Oct 2 2008

Just Ask a 5-Year Old

Just Ask a 5-Year Old

I heard this short but potent story recently. I can’t for the life of me remember who told it to me, so please forgive me if I’m not attributing this properly to you!

A man walks into a kindergarten classroom and stands in front of the class. “How many of you know how to dance?” he asks the kids. They all raise their hands up high into the air.

“How many of you know how to sing?” he queries. Hands shoot up again with a lot of background chatter.

“And how many of you know how to paint?” 100% hands up for a third time.

The same man now walks into a room full of adults at a conference. “How many of you know how to dance?” he asks. A few hands go up reluctantly, all of them female.

“How many of you know how to sing?” Again, a few stray hands go up from different corners of the crowd. Five percent at best.

“And how many of you know how to paint?” This time, literally not one hand goes up in the air.

So there you go. What makes us get de-skilled or dumber as we get older? Nothing at all! It’s just our expectations of ourselves that grow. The bar goes up for what it takes to count yourself as knowing how to do something with every passing year. Why is that? When we were 5 years old, all of us were about the same in terms of our capabilities. Singing, painting, dancing, tying shoes. But as we age, we find ourselves with peers who are world class specialists in different areas, and all of a sudden, our perception of self changes. Sing? Me? Are you kidding? Who do I look like, Sting?

I see this same phenomenon in business all of the time. The better people get at one thing, the worse they think they are at other things. It’s the rare person who wants to excel at multiple disciplines, and more important, isn’t afraid to try them. But we’ve seen lots of success over the years at this at Return Path. The account manager who becomes a product manager. The tech support guy who becomes a software developer. The sales rep who becomes an account manager.

I love these stories!
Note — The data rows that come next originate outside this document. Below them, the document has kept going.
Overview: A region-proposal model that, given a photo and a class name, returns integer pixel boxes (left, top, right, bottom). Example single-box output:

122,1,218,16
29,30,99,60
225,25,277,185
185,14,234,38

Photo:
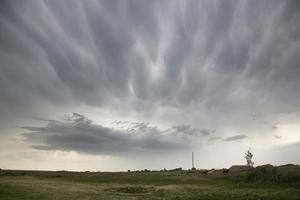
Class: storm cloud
0,0,300,170
22,113,206,155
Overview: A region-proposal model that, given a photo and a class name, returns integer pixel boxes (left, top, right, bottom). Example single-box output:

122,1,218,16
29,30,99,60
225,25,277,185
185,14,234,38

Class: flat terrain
0,166,300,200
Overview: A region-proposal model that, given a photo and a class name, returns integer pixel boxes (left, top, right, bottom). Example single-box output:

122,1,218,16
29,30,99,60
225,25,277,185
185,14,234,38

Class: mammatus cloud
23,113,208,155
224,135,248,142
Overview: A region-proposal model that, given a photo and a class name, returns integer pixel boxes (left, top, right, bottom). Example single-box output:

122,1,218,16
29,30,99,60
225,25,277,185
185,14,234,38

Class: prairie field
0,166,300,200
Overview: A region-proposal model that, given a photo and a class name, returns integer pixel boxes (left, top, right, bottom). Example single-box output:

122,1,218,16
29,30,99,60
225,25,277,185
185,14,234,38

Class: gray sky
0,0,300,171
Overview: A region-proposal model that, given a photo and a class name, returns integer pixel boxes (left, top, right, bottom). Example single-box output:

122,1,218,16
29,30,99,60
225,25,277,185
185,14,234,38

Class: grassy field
0,166,300,200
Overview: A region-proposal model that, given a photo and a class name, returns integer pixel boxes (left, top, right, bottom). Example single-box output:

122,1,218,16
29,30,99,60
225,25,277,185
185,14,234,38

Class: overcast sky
0,0,300,171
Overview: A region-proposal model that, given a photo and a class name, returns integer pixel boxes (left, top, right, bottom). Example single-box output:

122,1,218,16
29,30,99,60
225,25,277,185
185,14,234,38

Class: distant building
229,165,253,172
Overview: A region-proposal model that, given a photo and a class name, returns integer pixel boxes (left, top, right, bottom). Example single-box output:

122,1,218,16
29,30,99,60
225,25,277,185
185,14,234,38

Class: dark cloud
23,113,206,155
224,135,248,142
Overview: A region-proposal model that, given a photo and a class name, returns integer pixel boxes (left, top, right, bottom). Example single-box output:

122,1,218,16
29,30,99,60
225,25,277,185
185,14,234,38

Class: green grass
0,166,300,200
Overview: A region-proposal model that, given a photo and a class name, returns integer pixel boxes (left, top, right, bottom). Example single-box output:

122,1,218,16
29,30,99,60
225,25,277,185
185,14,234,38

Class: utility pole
192,152,196,170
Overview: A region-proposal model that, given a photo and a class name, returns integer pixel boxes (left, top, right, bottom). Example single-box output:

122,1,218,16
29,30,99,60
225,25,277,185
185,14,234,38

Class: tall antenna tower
192,152,195,170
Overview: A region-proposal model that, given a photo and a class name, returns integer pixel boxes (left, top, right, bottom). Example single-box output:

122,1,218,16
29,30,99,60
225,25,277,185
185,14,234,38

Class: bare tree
245,148,254,167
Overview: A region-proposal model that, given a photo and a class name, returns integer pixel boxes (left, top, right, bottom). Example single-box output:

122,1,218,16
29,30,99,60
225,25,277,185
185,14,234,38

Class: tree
245,148,254,167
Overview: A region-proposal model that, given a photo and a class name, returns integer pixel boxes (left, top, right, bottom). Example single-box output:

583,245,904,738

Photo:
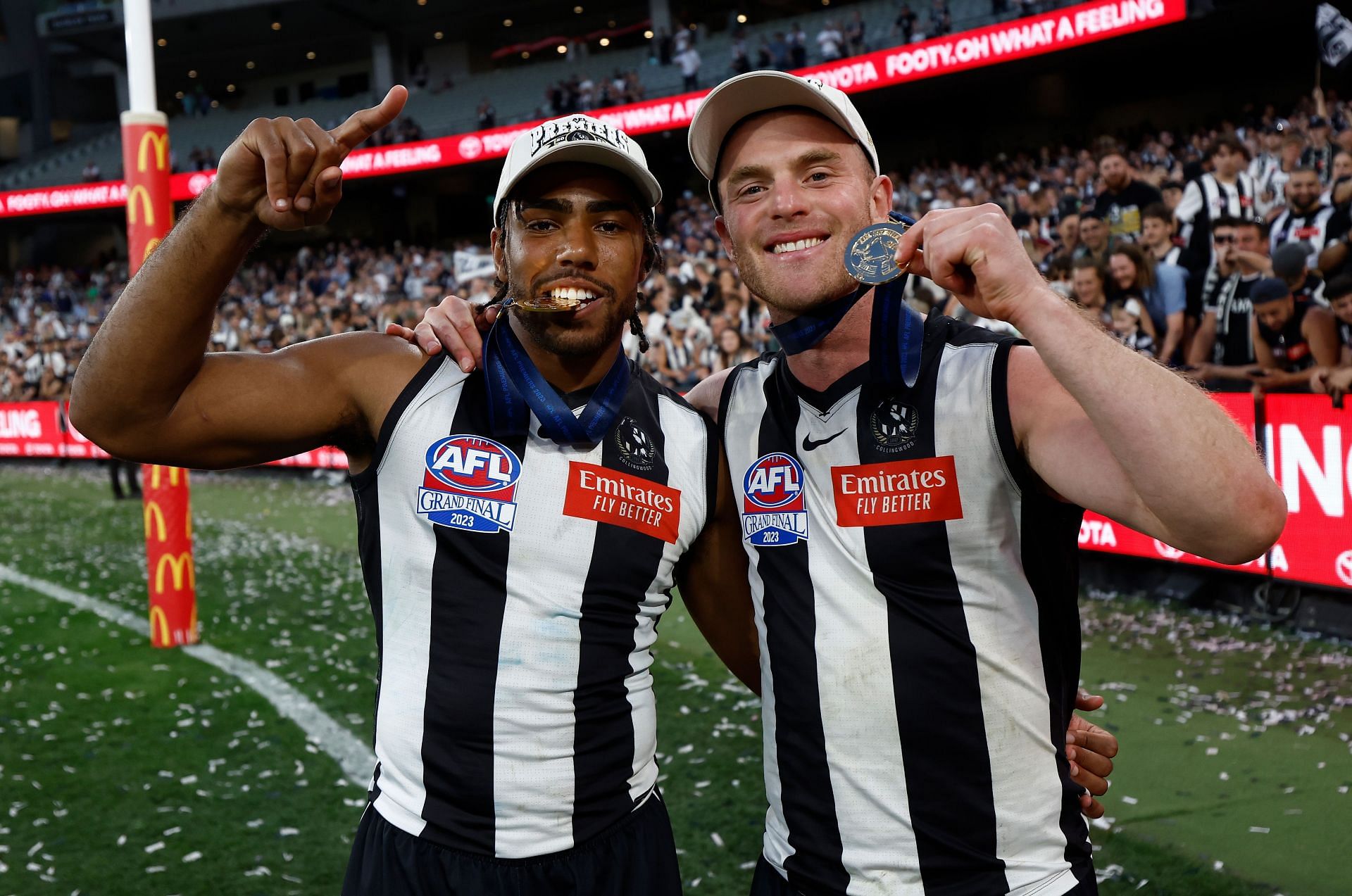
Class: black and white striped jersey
719,315,1092,896
1268,206,1352,267
353,355,718,858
My anecdotal evidence suggests that people who do take this kind of plunge end up just as successful in their new discipline, if not more so, because they have a wider range of skills, knowledge, and perspectives on their job. Or it could just be that the kind of people who WANT to do multiple types of jobs are inherently stronger employees. Not sure which is the cause and which is the effect.

It’s even more rare that managers allow their people the freedom to try to be great at new things. It’s all too easy for managers to pigeonhole people into the thing they know how to do, the thing they’re doing now, the thing they first did when they started at the company. “Person X doesn’t have the skills to do that job,” we hear from time to time.
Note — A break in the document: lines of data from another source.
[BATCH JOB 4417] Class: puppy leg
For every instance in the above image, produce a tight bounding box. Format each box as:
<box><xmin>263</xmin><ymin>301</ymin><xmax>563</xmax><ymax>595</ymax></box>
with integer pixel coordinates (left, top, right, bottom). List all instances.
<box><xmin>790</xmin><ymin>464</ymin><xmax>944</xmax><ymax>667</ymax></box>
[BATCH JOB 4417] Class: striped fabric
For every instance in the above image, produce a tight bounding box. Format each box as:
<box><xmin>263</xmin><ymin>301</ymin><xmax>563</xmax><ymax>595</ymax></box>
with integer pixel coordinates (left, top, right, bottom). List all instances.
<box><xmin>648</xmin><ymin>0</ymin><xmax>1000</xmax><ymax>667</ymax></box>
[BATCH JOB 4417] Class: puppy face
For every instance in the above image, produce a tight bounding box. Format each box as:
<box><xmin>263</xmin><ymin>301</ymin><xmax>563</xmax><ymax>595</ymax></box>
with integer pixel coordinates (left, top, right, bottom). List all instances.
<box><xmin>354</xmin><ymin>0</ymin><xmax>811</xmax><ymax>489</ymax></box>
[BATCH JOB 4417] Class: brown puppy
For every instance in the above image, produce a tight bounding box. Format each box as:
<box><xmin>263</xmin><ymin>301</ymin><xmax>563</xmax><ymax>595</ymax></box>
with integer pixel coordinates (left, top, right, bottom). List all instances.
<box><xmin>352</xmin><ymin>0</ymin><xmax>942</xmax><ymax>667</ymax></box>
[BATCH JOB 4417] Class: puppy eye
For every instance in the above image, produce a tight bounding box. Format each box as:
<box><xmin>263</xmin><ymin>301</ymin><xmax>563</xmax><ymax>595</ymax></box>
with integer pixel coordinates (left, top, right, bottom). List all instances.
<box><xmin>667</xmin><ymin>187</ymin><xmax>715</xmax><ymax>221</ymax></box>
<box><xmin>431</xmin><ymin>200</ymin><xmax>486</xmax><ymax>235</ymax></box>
I don’t buy that. Sure, people need to be developed. They need to interview well to transition into a completely new role. But having the belief that the talent you have in one area of the company can be transferable to other areas, as long as it comes with the right desire and attitude, is a key success factor in running a business in today’s world. The opposite is an environment where you’re unable to change or challenge the organization, where you lose great people who want to do new things or feel like they are being held back, and where you feel compelled to hire in from the outside to “shore up weaknesses.” That works sometimes, but it’s basically saying you’d rather take an unknown person and try him or her out at a role than a known strong performer from another part of the organization.

And who really wants to send that message?